I'm thinking that there are no non-commuting connected Lie groups (not sure how to proceed to the disconnected case yet), but I want to be sure. My argument was based on classification of connected one 1-manifolds. My thought was that any connected one-parameter Lie group has to be homeomorphic to the line or the circle. I figured that since there are unique differential structures on each and since we know that the Lie group has to have a differential structure, and since the line and the circle are not diffeomorphic to each other, that the Lie group has to diffeomorphic to either the line or the circle. That would suggest that every connected one-parameter Lie group is equivalent (diffeomorphic and homomorphic at the same time, whatever fancy morphism that would be) to either good ol' translation in one dimension or SO2. In either case, the group commutes. Have I made any fallacies? I want to double check because I'm new to Lie groups and differential topology.

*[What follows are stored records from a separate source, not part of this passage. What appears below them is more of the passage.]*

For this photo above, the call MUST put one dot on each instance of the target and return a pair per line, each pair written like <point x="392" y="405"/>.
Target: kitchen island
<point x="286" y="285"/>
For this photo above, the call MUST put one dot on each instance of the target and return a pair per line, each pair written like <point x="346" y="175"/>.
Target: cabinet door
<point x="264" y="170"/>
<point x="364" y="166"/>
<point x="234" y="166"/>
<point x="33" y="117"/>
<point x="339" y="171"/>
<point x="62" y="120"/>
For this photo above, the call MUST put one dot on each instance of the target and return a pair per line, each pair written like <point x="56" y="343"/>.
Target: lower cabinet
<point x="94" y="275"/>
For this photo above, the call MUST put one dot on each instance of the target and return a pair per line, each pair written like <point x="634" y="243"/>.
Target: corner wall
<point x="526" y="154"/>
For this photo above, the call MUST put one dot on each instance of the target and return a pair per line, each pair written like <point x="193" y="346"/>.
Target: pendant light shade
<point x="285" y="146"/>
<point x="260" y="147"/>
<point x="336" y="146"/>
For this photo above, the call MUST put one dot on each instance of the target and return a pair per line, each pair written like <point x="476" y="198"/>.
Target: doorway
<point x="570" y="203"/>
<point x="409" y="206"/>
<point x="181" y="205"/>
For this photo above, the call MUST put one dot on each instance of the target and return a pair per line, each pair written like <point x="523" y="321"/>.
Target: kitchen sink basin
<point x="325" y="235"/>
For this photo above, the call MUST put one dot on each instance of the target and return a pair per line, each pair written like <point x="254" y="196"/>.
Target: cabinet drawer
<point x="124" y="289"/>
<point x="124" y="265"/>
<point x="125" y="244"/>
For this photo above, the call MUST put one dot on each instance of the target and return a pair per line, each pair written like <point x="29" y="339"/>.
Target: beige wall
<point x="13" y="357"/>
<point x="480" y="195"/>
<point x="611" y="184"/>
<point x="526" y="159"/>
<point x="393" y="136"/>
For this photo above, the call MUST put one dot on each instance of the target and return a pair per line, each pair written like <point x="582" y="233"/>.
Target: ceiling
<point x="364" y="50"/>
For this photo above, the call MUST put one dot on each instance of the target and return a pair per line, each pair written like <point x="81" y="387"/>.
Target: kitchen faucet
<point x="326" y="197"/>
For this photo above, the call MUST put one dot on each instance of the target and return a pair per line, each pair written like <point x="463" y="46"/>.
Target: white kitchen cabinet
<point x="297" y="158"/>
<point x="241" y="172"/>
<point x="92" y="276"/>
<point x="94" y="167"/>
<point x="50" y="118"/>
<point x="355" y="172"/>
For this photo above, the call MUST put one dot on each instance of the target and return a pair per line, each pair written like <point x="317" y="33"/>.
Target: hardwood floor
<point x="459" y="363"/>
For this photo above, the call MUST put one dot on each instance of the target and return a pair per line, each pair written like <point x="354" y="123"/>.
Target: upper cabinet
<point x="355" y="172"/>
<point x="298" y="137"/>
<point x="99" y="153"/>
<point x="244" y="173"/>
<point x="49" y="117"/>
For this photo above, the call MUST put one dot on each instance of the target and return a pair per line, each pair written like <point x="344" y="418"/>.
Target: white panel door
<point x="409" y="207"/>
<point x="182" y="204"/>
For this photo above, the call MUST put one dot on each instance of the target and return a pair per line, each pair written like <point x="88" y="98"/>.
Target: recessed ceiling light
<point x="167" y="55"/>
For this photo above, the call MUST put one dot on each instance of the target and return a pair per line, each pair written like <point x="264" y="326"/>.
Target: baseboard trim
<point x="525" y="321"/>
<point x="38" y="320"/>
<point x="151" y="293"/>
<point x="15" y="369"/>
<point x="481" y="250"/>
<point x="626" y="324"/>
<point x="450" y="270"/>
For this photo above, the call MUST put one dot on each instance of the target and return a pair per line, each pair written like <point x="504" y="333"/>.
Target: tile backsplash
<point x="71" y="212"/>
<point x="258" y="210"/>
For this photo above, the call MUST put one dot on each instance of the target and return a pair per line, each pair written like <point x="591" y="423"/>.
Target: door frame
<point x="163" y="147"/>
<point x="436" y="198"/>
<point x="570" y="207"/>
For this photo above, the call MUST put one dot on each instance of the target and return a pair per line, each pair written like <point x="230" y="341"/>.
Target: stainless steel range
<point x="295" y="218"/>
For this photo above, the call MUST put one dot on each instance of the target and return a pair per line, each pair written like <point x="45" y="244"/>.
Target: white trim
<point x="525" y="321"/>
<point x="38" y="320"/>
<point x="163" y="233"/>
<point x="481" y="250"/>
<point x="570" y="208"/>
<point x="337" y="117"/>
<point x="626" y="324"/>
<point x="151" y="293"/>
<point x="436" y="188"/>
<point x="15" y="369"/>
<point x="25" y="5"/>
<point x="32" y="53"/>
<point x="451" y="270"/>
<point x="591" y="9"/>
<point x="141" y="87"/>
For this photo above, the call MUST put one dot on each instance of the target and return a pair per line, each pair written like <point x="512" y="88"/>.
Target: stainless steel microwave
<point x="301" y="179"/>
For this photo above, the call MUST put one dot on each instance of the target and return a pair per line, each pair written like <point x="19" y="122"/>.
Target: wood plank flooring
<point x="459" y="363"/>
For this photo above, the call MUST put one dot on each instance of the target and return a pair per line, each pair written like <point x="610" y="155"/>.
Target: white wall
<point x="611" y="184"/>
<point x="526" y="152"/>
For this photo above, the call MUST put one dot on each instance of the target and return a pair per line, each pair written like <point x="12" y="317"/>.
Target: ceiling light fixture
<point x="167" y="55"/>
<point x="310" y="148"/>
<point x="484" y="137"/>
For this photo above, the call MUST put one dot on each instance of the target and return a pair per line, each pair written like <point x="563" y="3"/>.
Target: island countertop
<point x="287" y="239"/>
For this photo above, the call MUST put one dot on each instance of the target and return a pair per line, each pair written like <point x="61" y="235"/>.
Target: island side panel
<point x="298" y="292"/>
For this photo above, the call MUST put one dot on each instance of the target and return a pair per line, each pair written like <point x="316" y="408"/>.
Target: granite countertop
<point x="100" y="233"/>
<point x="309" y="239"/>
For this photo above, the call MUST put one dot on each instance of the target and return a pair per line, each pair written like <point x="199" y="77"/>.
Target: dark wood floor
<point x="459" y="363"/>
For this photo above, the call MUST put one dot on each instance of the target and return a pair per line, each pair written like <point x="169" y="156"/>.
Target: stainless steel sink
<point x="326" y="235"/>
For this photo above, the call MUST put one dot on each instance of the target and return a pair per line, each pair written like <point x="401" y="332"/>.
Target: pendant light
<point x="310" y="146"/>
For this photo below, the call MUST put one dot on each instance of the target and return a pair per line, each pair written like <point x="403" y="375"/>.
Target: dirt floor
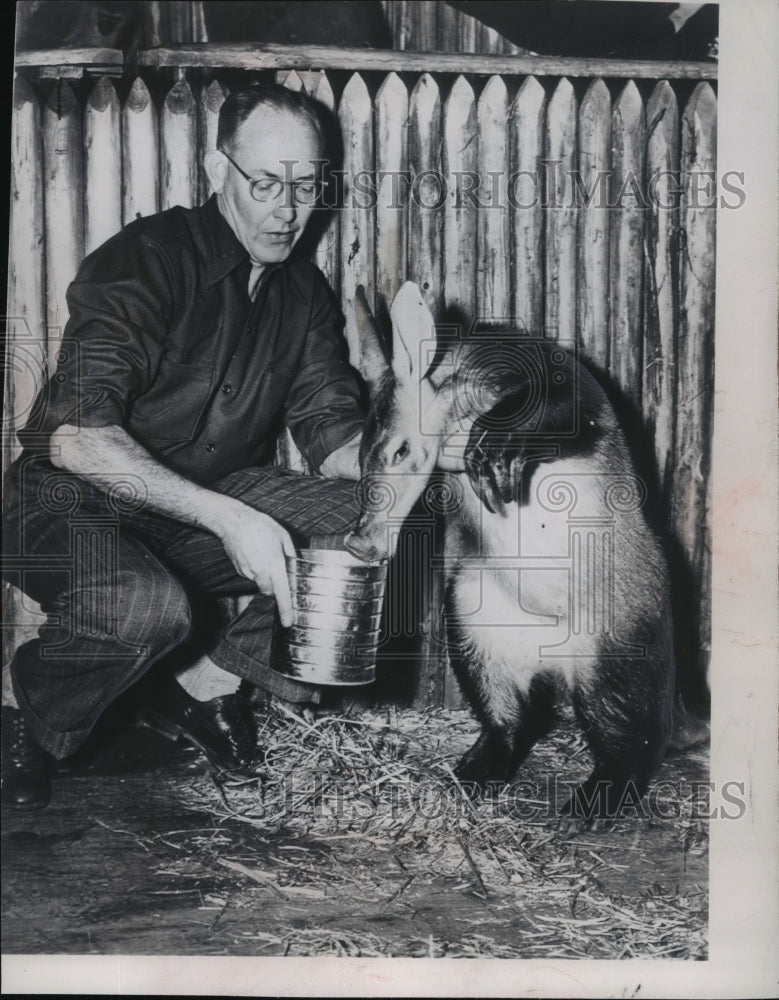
<point x="355" y="840"/>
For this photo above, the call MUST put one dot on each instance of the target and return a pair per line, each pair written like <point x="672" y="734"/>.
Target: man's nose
<point x="286" y="209"/>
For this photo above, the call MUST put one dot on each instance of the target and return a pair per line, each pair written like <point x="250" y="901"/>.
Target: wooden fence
<point x="585" y="220"/>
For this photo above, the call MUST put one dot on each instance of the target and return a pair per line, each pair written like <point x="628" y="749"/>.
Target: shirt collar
<point x="221" y="250"/>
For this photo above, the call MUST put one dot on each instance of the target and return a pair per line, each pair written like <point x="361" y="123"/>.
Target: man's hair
<point x="240" y="104"/>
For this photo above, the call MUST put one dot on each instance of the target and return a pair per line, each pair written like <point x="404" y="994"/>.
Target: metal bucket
<point x="336" y="603"/>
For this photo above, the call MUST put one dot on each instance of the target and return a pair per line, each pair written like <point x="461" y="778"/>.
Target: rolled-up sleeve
<point x="324" y="408"/>
<point x="118" y="307"/>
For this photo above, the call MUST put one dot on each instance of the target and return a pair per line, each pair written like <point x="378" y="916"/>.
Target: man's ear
<point x="215" y="163"/>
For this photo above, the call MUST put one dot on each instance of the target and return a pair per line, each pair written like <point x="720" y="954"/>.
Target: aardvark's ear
<point x="374" y="360"/>
<point x="412" y="325"/>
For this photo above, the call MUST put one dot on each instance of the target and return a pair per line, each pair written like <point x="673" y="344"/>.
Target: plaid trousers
<point x="123" y="587"/>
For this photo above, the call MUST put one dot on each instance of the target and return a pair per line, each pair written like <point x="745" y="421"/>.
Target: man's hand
<point x="256" y="546"/>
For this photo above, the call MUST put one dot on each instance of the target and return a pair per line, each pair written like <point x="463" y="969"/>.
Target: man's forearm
<point x="99" y="453"/>
<point x="254" y="542"/>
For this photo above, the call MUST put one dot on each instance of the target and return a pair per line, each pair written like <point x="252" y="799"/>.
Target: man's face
<point x="269" y="144"/>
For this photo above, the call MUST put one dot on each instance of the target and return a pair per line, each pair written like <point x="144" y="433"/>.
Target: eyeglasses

I'm fairly sure you can prove my conjecture (no noncommuting connected one-parameter Lie groups) easily from Lie algebra axioms and the correspondence theorems, but my intuitions on Lie algebras aren't that strong yet and I haven't yet proved the correspondence theorems, so I stuck to what I know about Lie groups. That said, if you have said proof, I'd appreciate seeing it.

Finally, if you know how I can extend this to the disconnected case, I would love some hints (no spoilers please!). I would think that there would be constraints on how disconnected a Lie group can be, but my topology and algebra aren't strong enough to say exactly what.

Thanks!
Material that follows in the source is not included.